D3D12 Range Profiler not collecting data from second command list

Hi,
I’m having trouble with using the range profiler with D3D12.

I am profiling one pass, and in this pass 2 command lists are executed. Each command list has multiple ranges I am trying to profile, however I am only receiving counters from the first command list, and no ranges from the second.

If I adjust my pass to only encapsulate the second command list, then I receive no data from any ranges at all when I decode the counters.

If I try to create two passes, one encapsulating the first command list and a second pass around the second command list, then I get an ‘insufficient space’ error from within the NV Perf SDK. I tried seeing if anything I could manipulate could affect when this insufficient space error occurred, but couldn’t seem to find anything that had an effect.

Any help would be greatly appreciated.

I managed to find a work around - by submitting end pass in a separate third command list, I got data from both the first and second command list’s ranges. Still unsure of the root cause of the issue, but nevertheless this fix works for my purposes.

Hi, Jamie,

Thanks for reporting the issue to us and it is good to know that you were able to find a workaround. We would still like to understand the problem so that we can help others. Is it possible to share your code with us so that we can debug this?

Here are some ways to share your files with us: 1) upload to either a Google Drive or another Cloud storage device that you prefer and provide us with access to the files; 2) if you are working with GitHub, you can also create a branch for us highlighting the issue.

Hi,

Here is my github repo; and this commit is where I implemented the workaround that fixed the issue. I apologise for the commit being a bit of a mess I had a lot going on at that moment.

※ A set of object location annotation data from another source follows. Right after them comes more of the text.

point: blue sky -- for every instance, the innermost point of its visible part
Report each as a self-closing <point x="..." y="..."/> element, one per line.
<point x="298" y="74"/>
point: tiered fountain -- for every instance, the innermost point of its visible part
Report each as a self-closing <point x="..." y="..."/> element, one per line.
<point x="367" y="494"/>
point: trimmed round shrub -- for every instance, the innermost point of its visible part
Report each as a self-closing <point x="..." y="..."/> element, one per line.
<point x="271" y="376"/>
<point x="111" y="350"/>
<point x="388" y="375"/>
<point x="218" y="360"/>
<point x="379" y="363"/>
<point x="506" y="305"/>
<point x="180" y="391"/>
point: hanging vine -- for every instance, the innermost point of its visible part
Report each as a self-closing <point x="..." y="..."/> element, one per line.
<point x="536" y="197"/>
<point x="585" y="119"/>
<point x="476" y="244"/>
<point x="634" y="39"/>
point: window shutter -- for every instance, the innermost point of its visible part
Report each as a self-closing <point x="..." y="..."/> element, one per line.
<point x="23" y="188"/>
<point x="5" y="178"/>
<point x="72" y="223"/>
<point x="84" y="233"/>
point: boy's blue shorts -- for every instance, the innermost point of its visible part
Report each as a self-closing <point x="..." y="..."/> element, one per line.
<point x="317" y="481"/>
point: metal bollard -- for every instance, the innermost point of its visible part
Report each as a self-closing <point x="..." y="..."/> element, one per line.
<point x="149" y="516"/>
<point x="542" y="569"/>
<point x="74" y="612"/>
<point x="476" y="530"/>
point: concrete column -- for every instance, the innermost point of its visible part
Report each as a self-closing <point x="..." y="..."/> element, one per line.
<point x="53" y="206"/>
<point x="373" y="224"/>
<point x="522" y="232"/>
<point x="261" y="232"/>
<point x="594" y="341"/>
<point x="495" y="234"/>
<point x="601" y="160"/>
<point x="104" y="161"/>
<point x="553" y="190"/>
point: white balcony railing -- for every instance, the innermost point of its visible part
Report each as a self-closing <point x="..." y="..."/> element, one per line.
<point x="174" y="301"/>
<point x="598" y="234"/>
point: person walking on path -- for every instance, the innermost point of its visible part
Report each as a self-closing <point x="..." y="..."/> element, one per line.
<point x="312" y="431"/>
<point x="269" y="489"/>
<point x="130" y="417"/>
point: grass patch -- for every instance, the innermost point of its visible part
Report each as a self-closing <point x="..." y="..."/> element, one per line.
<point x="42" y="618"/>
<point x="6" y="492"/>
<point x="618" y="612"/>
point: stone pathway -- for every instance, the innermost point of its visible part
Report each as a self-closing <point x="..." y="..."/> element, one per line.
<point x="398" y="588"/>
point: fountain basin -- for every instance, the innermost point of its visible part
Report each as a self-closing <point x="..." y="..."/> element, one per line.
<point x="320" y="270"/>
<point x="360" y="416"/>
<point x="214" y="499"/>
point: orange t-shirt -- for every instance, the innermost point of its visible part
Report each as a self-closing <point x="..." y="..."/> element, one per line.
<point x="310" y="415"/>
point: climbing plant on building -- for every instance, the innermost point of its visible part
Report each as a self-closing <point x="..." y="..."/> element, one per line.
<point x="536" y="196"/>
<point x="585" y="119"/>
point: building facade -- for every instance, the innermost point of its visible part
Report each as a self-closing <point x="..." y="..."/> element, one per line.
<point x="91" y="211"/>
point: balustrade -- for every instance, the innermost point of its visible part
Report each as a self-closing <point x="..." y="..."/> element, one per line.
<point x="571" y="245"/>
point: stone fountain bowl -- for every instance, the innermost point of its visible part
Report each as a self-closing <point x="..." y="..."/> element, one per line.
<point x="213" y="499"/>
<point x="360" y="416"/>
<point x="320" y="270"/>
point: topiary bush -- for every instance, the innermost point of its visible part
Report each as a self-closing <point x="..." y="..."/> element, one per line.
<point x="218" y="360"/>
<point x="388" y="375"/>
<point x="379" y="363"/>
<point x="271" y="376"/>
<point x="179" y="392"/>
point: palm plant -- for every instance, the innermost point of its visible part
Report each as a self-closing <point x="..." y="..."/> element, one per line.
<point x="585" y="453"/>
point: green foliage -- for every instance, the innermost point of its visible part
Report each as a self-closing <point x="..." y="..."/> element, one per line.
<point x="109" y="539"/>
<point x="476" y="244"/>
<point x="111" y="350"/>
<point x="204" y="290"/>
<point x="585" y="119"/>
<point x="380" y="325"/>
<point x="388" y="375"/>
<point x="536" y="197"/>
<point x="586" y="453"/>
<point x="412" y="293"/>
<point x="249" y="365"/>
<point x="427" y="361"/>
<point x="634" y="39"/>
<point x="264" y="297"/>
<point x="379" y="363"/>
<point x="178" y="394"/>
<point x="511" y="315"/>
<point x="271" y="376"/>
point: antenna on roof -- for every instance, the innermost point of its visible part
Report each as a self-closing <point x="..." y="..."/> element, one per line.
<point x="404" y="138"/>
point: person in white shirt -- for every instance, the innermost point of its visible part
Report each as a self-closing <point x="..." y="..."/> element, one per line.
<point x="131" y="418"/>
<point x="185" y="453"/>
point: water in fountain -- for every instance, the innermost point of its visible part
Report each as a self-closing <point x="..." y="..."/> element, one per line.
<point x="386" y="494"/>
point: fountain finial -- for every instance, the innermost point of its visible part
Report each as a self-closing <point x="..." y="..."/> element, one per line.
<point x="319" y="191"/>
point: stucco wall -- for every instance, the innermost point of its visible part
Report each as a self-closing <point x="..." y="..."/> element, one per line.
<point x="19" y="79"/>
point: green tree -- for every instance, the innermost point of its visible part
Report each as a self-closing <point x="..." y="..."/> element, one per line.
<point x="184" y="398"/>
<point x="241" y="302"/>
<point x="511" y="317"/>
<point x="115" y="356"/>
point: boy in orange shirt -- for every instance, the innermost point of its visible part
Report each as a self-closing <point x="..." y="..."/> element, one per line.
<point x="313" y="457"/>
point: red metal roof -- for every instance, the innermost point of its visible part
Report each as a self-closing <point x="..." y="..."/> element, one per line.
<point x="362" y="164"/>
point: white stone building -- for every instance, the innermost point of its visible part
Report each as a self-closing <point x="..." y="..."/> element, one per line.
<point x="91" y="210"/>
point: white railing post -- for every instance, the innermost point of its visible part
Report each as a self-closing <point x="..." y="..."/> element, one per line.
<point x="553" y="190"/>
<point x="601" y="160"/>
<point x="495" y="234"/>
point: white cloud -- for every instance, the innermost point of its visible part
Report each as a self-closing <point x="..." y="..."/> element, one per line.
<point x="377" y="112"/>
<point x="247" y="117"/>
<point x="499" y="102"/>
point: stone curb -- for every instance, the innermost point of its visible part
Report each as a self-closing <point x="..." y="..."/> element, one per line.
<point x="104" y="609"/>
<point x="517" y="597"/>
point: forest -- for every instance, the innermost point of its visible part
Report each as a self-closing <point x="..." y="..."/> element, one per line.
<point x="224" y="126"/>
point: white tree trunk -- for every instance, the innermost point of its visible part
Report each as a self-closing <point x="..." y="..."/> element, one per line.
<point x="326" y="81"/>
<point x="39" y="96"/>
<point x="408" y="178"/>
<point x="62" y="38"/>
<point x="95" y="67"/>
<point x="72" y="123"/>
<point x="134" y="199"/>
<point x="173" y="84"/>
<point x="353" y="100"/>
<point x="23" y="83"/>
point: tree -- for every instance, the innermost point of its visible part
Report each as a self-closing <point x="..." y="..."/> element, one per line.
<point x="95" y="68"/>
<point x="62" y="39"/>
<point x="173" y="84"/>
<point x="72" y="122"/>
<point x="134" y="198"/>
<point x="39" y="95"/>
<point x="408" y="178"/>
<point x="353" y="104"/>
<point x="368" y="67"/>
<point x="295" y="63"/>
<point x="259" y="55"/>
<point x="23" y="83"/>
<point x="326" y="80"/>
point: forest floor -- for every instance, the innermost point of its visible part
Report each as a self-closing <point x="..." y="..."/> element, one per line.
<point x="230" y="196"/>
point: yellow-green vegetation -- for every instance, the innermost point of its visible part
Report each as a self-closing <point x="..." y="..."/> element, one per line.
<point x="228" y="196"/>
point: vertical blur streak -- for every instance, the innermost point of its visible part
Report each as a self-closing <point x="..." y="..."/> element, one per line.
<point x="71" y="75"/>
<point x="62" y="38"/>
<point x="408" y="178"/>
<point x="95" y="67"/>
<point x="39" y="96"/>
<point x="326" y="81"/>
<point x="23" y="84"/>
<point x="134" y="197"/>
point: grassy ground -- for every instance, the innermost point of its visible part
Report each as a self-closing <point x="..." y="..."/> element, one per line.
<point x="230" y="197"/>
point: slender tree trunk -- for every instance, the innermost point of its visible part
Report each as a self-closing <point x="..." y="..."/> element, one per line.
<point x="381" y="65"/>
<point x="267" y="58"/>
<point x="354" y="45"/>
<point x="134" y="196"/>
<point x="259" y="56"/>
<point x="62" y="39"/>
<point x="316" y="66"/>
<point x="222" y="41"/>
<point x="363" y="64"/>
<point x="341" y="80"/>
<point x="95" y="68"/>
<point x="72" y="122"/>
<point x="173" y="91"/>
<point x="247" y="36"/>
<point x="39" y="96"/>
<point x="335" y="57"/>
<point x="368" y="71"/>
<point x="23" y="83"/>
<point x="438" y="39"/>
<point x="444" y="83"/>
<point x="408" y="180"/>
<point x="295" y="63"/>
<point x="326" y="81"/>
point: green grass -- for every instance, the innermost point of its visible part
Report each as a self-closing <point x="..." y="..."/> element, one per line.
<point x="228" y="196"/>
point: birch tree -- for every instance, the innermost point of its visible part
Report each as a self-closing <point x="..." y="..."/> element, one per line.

Things of note: in NvGPUProfiler.h/cpp is where all things NV Perf are set up and handled. See SDFFactoryHierarchical.cpp 493:509 for the workaround that fixed the issue:

#ifdef ENABLE_INSTRUMENTATION
	{
		THROW_IF_FAIL(m_CommandAllocator->Reset());
		THROW_IF_FAIL(m_CommandList->Reset(m_CommandAllocator.Get(), nullptr));

		PROFILE_COMPUTE_END_PASS(m_CommandList.Get());

		THROW_IF_FAIL(m_CommandList->Close());
		ID3D12CommandList* ppCommandLists[] = { m_CommandList.Get() };
		m_PreviousWorkFence = computeQueue->ExecuteCommandLists(_countof(ppCommandLists), ppCommandLists);

		computeQueue->WaitForFenceCPUBlocking(m_PreviousWorkFence);
	}
#endif

If I place the end pass macro within the previous command list, I receive data from the first command list but not from the second command list. If I place an END PASS within the first command list, with no matching BEGIN PASS, and then place a BEGIN PASS in the second command list, with no matching END PASS, then I will receive data from the second command list but not the first.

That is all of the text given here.